Recreational marijuana has been legal in the state of Colorado for slightly more than two years. As the first state to legalize recreational use of marijuana, the rest of the country has been watching and waiting to see what changes occur as a result of this relatively new legislation. Even though it’s only two years old, the fledgling Colorado marijuana industry has resulted in several changes in Colorado, most noticeably in tourism.
Cannabis tourism has brought many people to Colorado, and they’re presence hasn’t just impacted the recreational marijuana industry. Restaurants, hotels and motels, retail stores, art galleries, and other businesses have all benefited by the increase in tourism activity. Many businesses and organization host marijuana-friendly events. The Colorado Symphony, for instance, offers several adult-only concerts where the use of marijuana is allowed. It’s possible to attend marijuana food and wine pairing events in downtown Denver. The real estate industry has also benefited. Some people have even decided to purchase property in Colorado because of the decision to legalize recreational marijuana. The industry has also provided entrepreneurial opportunities as well as new jobs.

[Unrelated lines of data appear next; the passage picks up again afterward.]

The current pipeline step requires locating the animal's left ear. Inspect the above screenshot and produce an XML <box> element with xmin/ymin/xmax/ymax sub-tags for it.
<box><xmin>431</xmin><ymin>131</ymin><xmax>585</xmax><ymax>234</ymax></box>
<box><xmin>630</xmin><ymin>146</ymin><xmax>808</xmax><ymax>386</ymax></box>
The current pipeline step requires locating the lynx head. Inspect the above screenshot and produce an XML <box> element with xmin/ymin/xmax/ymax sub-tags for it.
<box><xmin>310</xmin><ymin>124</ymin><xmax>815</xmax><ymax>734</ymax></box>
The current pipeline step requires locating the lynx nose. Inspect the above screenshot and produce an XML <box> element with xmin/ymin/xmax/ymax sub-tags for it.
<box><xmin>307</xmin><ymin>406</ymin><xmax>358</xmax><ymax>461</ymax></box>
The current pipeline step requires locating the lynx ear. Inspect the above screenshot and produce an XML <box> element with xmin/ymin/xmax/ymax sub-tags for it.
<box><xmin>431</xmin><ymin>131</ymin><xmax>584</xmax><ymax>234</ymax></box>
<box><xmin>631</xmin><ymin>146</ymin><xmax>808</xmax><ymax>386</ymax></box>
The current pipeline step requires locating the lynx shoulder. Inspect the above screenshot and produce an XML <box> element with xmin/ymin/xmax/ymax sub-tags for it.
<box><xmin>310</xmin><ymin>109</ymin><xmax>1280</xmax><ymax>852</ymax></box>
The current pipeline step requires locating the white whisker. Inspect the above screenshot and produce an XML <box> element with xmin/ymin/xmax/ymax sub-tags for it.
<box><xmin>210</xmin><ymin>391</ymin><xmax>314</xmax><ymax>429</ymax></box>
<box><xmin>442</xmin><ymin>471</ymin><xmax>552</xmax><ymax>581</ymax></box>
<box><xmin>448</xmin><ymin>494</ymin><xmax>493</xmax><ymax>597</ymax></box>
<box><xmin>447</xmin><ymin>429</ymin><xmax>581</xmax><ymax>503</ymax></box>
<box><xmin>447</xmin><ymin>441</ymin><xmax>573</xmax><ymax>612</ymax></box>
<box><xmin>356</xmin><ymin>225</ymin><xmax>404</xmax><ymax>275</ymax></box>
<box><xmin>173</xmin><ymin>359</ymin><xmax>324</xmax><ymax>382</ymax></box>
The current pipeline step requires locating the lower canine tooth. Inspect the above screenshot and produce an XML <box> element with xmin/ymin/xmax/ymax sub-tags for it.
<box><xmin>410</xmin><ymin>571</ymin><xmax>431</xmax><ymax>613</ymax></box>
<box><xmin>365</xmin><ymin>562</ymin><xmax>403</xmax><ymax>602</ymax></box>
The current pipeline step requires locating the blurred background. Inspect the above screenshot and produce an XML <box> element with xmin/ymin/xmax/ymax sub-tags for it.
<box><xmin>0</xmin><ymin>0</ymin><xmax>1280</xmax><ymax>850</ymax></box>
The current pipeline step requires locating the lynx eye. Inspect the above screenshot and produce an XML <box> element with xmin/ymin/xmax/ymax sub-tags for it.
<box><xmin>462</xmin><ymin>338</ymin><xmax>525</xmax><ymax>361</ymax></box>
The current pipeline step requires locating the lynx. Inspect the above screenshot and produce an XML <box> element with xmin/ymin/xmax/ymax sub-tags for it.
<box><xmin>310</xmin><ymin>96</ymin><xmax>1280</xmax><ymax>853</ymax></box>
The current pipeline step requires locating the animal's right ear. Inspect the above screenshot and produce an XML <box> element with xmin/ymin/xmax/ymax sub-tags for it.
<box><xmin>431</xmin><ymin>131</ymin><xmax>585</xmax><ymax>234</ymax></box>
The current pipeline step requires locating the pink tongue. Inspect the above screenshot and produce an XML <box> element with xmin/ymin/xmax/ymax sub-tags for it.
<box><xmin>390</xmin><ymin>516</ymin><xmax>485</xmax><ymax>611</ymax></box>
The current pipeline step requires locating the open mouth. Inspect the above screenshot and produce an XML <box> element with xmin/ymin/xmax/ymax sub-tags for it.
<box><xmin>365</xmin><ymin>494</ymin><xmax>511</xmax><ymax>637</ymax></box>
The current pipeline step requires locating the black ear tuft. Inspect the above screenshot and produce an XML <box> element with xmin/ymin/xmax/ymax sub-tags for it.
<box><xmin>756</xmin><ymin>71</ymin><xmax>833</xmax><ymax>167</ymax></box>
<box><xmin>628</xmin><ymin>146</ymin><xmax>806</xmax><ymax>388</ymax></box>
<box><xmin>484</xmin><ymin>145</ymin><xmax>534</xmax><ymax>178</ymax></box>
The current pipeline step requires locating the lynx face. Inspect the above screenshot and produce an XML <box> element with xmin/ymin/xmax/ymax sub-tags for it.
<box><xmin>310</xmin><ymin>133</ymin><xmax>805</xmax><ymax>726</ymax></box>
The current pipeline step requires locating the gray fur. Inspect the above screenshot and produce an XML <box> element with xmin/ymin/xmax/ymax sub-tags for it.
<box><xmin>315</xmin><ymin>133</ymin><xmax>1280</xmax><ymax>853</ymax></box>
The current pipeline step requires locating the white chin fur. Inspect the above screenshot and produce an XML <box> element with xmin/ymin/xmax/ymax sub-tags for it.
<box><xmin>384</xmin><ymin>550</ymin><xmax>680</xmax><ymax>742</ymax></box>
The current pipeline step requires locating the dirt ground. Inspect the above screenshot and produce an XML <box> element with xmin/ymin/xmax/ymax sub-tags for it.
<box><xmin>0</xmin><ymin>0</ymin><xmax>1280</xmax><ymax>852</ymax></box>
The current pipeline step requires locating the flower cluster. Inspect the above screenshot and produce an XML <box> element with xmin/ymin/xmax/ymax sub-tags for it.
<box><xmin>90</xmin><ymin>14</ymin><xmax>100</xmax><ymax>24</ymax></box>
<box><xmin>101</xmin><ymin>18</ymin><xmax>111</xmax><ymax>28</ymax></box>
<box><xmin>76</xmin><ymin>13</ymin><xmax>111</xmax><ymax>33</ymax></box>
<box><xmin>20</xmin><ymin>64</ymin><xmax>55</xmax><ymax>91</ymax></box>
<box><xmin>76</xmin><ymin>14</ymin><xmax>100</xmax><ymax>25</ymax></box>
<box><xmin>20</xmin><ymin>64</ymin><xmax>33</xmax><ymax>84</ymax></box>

The state of Colorado has collected millions of dollars in taxes since the advent of legalized recreational marijuana. Many of these tax dollars have gone to fund education. When Colorado voters elected to legalization recreational use of cannabis, a provision was included in the bill that required 15-percent of all resulting tax revenues to be used for construction of new schools. Colorado’s infrastructure is also benefiting greatly from tax monies gleaned from marijuana sales.
Colorado has also experienced a drop in crime rates since it legalized recreational marijuana. Naturally, arrests for marijuana use and possession have plummeted, but violent crime rates are down as well. Law enforcement officers are free to devote their efforts to serious issues.
Several other states, including Alaska, Oregon, and Washington have since followed Colorado’s lead and legalized recreational marijuana. The industry is still too young in Alaska for any realistic data on whether or not it has helped the economy, but Washington and Oregon appear to be benefiting from legalized sales. Other states will more than likely follow suit in the future, especially if the economic gains enjoyed by states that have legalized it continue to grow.